Income-producing farms as an asset class
Mendenhall is no stranger to investors. Since 2006, he’s connected them to deals in short sales, wholesaling, residential properties, and storage units, though he admits that every asset class has caused the same excitement as farmland. “At this point, we can’t find enough bargains for our investors,” he says. “They take real pride in their investments and keep asking us for more.”
RADD America takes a true grassroots approach when connecting its investors to farmland. “The farming world is different from any other in real estate,” explains Mendenhall. “We start by having our acquisitions and agricultural teams meet with farmers. When we get ready to brand cattle or plant, all the local farmers come and help. In the same spirit, our teams go out and help the local farmers when it’s their turn to brand and plant. To do it right, you have to build a relationship and a connection that’s quite different than other types of investing.”
RADD America is composed of expert investors and expert farmers. The company offers its investments through fractionalized ownership. In other words, the company purchases one farm and then allows a joint pool of investors to own it together.
“If you don’t have a team that knows how to farm and maximize income, you’re not going to get the best possible return for investors,” warns Mendenhall. “Thankfully, our team isn’t so big for this type of investing that we forget who we are, and we have the economy to scale at a great pace.”
The impact of global competition on income-producing farm investments
RADD America closely monitors global trends. In Mendenhall’s experience, investors win when they move before the market. However, when they move after the market, they lose.
“When Russian first invaded and sparked its war with Ukraine, for example, we kept a close eye on its global impact,” he says. “As one of the largest producers of wheat in the world, we knew that Ukraine — now in the midst of a war — wasn’t going to be able to produce wheat at the same scale, so someone else needs to step in and fill the gap. We’re constantly monitoring what’s happening in the world to stay on top of evolving trends.”
In terms of global competition, Mendenhall is frustrated by foreign entities staking ownership of American farmland and agriculture. In this area, China has positioned itself as the number one threat to the sovereignty of the United States.

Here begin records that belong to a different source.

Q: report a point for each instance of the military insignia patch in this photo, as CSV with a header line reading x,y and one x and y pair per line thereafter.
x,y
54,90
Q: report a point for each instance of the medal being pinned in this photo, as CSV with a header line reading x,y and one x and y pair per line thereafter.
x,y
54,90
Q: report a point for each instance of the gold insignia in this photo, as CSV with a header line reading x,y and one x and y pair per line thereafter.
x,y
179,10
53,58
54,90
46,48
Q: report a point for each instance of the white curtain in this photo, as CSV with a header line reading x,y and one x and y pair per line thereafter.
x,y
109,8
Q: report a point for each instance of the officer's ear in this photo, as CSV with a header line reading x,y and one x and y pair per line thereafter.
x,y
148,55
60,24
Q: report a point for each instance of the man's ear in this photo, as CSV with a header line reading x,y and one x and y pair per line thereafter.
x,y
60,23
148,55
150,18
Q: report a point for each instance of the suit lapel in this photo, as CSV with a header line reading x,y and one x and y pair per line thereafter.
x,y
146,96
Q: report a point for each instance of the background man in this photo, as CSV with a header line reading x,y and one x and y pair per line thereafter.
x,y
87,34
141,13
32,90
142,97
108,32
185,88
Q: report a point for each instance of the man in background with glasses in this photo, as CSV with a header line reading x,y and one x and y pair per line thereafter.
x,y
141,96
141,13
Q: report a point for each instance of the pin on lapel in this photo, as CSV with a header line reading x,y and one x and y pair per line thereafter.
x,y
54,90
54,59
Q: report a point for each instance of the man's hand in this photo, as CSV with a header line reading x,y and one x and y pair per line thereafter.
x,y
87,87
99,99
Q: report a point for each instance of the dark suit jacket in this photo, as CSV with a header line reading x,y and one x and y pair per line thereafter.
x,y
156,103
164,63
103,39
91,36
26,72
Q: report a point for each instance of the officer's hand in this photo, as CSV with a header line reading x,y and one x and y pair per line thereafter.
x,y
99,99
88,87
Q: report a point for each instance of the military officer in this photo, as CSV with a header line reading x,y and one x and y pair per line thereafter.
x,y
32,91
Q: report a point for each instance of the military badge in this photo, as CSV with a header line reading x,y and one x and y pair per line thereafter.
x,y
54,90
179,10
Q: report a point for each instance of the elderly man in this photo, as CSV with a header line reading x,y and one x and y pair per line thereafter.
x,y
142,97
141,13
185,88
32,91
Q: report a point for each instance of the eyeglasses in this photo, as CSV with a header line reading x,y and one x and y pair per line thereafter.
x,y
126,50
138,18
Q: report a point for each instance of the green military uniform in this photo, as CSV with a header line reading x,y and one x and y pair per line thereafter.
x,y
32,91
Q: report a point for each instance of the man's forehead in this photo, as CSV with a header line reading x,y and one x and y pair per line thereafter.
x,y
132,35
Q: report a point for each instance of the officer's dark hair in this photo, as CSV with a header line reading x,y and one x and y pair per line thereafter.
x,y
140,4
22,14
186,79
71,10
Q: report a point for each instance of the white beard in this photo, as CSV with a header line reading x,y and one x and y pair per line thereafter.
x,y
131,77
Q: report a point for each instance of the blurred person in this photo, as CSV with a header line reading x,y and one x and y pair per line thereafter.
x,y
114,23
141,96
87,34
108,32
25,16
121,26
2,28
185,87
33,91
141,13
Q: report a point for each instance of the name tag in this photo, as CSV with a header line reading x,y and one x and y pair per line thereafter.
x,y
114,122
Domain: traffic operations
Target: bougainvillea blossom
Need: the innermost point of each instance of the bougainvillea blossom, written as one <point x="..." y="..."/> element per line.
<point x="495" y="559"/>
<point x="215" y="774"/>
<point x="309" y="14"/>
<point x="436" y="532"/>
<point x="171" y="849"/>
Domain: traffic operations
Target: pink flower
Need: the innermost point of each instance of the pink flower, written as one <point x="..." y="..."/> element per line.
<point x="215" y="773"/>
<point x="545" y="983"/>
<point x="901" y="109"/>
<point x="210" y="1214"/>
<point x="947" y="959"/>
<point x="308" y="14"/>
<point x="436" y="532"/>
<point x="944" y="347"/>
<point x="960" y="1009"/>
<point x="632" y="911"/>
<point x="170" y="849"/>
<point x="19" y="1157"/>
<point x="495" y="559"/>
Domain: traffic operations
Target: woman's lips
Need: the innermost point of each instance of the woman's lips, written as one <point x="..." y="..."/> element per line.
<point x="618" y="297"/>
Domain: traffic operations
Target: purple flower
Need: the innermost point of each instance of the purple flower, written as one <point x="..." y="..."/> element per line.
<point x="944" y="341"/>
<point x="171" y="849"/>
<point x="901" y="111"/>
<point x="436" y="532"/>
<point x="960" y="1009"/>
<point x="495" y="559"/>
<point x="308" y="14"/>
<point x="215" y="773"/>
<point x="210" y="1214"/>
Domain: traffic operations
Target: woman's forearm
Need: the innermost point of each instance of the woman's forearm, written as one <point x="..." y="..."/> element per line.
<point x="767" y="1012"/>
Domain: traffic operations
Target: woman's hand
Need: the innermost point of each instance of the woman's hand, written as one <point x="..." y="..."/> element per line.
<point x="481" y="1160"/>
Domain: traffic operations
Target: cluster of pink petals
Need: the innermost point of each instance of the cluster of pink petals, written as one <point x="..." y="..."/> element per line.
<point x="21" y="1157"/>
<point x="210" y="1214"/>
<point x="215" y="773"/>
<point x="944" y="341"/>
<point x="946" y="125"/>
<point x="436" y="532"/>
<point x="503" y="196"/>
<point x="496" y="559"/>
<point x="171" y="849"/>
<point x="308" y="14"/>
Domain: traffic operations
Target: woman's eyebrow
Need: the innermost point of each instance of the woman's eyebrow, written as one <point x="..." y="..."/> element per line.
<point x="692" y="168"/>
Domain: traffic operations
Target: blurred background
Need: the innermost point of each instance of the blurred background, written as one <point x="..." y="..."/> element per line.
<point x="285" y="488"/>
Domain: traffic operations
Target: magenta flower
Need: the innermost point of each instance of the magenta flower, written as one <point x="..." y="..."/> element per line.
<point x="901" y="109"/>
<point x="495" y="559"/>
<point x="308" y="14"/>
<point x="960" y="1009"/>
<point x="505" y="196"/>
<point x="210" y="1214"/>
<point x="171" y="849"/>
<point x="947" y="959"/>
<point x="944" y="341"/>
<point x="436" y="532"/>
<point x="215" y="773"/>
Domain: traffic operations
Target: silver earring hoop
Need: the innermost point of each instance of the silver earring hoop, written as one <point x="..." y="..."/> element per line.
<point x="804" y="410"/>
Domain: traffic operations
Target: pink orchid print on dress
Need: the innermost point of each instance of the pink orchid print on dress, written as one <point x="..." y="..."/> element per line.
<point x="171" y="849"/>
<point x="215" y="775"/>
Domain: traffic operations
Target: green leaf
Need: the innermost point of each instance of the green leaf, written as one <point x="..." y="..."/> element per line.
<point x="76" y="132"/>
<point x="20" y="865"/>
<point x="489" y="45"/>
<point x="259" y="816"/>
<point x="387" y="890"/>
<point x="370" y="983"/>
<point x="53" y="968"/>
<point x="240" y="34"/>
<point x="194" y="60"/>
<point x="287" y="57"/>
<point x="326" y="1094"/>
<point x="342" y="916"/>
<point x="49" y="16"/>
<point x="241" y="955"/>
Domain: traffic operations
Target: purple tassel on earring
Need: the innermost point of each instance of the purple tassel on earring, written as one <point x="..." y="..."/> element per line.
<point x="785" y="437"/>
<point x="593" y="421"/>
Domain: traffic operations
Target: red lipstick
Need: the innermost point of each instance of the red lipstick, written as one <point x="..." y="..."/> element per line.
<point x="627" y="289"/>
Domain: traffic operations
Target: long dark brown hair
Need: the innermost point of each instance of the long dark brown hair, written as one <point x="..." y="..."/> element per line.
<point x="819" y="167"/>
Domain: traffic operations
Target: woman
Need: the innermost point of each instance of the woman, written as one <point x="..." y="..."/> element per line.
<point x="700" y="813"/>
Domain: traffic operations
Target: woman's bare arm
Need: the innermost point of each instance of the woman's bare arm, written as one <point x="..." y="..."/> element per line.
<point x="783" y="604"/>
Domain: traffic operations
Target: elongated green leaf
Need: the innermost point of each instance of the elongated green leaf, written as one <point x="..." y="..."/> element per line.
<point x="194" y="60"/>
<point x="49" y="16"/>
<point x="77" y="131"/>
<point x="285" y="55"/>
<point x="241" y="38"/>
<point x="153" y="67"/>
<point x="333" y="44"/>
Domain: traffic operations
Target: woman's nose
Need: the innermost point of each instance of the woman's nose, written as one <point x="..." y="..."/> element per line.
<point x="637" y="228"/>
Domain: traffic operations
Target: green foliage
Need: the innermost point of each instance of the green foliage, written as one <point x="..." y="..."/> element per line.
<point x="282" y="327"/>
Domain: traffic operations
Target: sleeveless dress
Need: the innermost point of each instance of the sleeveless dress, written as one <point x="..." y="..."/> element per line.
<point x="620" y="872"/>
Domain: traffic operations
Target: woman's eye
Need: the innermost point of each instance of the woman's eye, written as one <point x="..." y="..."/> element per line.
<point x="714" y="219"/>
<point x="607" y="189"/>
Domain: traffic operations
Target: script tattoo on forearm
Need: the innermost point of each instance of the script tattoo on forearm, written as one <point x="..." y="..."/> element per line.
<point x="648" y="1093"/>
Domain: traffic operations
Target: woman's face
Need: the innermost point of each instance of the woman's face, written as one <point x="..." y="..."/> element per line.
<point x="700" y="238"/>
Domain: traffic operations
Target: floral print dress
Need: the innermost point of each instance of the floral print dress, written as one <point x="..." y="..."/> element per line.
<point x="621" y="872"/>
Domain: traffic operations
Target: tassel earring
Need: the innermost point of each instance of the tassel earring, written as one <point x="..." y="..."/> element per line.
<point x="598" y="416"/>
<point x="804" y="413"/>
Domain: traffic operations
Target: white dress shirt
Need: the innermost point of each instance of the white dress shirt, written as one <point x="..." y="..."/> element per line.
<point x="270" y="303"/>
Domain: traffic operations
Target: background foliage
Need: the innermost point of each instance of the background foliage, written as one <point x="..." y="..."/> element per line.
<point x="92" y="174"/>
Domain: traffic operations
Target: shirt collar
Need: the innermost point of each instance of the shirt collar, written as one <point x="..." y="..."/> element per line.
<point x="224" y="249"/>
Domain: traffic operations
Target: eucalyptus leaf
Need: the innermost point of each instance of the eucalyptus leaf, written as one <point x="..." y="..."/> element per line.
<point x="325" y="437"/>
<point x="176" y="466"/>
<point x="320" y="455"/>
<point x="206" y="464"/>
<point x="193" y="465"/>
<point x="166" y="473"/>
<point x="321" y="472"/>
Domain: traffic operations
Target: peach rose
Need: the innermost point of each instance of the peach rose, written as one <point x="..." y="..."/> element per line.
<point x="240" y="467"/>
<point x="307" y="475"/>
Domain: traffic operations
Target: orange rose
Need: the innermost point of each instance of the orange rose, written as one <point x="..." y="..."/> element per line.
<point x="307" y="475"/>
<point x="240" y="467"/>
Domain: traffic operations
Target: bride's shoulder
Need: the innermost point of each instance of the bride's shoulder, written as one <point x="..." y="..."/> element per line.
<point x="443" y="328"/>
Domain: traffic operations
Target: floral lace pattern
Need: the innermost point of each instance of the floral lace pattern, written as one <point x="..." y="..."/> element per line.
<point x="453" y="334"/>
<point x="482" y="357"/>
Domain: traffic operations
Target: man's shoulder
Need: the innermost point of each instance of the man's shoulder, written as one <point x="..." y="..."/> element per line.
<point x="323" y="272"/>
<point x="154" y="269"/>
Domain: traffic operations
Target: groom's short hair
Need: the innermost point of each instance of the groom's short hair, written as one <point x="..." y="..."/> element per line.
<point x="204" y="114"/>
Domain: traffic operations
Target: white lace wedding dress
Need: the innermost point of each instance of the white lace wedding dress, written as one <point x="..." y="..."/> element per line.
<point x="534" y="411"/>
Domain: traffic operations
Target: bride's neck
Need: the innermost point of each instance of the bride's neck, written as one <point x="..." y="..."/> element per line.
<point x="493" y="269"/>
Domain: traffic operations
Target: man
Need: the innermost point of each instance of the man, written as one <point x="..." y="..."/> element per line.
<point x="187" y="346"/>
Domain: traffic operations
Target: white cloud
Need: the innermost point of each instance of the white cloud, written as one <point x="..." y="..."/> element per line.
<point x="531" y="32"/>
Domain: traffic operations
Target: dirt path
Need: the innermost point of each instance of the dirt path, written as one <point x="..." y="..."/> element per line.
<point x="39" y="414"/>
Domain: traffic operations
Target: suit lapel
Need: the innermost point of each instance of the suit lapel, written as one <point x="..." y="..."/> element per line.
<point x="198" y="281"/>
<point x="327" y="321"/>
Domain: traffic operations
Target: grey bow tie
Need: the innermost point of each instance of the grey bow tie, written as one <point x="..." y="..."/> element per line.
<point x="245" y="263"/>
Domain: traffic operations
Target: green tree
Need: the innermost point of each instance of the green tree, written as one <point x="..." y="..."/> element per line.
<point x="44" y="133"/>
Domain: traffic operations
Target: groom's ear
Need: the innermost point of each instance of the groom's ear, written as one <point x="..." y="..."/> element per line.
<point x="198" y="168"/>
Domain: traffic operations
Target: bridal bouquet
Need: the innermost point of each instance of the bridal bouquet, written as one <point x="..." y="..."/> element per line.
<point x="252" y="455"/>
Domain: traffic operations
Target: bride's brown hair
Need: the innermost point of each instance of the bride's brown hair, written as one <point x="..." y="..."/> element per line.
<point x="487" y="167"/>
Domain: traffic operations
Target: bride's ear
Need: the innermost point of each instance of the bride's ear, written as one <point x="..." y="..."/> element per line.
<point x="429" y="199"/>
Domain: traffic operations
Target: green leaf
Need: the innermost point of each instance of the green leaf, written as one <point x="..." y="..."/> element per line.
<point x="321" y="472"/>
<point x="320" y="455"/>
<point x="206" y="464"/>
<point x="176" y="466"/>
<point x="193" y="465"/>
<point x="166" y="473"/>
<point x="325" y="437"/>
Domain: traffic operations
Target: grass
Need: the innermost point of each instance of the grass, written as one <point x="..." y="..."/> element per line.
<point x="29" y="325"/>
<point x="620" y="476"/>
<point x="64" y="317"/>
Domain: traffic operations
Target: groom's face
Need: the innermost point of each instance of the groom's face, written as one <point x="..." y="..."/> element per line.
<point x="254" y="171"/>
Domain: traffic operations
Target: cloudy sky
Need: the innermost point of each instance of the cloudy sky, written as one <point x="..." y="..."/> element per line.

“When foreign powers have ownership of agricultural land in the US, it puts us all at risk as Americans,” remarks Mendenhall. “Over the past few years, we’ve seen soil quality erode, closures of meatpacking plants, and numerous fires. The likelihood of nuclear war in this age is very small. The quiet war of buying American agriculture and unsettling the American dollar is the threat we face today.”
Clearly, RADD America has a lot to pay attention to at home and abroad. “We’re monitoring weather patterns and making one-year, three-year, and five-year predictions,” Mendenhall explains. “We’re also paying close attention to interest rates to see where this shifting economy is headed. The up-and-down cycles are faster than they’ve ever been. Monitoring the industry is critical. With expert investors and agricultural specialists from RADD America on your team, farmland can be one of your most promising and rewarding investment opportunities.”